3. What are my screening options and which option is best for me? This decision should ultimately be made between you and your primary care physician. Screening options available include simple stool tests looking for blood, flexible sigmoidoscopy (looking just at the left side of the large colon), standard colonoscopy (looking at the entire large colon), and virtual colonoscopy (done with a CT scanner). Virtual colonoscopy often seems appealing because it does not require the bowel preparation that traditional colonoscopy does, and it appears to be as good as standard colonoscopy for detecting cancers and large precancerous polyps. Unfortunately, it is expensive, not covered by insurances, and associated with radiation exposure. In addition, if any polyps or tumors are identified, the patient must also undergo a standard colonoscopy as a virtual colonoscopy cannot biopsy or remove any detected polyps or tumors.

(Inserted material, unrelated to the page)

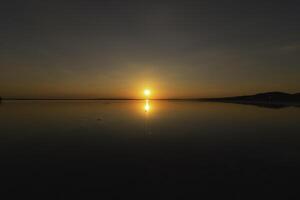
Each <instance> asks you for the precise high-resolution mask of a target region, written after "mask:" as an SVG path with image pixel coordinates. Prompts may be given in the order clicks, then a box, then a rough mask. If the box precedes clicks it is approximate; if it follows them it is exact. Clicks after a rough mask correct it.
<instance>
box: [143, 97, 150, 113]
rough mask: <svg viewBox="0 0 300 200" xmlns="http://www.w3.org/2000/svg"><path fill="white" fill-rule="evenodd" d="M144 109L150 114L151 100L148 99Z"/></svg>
mask: <svg viewBox="0 0 300 200" xmlns="http://www.w3.org/2000/svg"><path fill="white" fill-rule="evenodd" d="M144 109H145V112H149V111H150V102H149V99H146V101H145V105H144Z"/></svg>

4. I have a family member with colon cancer or polyps. When should I start my screening? While we do not fully understand all of the factors that can contribute to the development of colon cancer, it is clear that genetics play a role. The guidelines recommend that anyone with a single first degree relative or two second degree relatives with a history of colon cancer or colon polyps should start their screening at age 40, or ten years prior to the relative’s earliest diagnosed polyp or tumor, whichever comes first. For example, if your mother was diagnosed with colon cancer at age 65, you should start your screening at age 40. If, however, your mother’s tumor was found at age 45, then your screening should start at age 35.

5. How often do I need to be screened? If no polyps are found during your initial screening, then you do not need a colonoscopy more frequently than every 10 years. That means that most patients only require a total of four screening colonoscopies in their lives. If, however, you have a family history of colon cancer or polyps, or if polyps are found on your initial colonoscopy, then you will need to be screened more regularly.

6. What can I do to prevent colon cancer? While there is no foolproof method to preventing colon cancer, colon cancer has been associated with smoking, excessive alcohol (more than one drink a day), lack of exercise, obesity, and a high fat, low fiber diet. Ultimately though, the best prevention against colon cancer is catching and removing precancerous polyps early, before they have the chance to progress to malignancy. Please be sure to talk to your primary care physician about colon cancer screening to determine when and how this is right for you.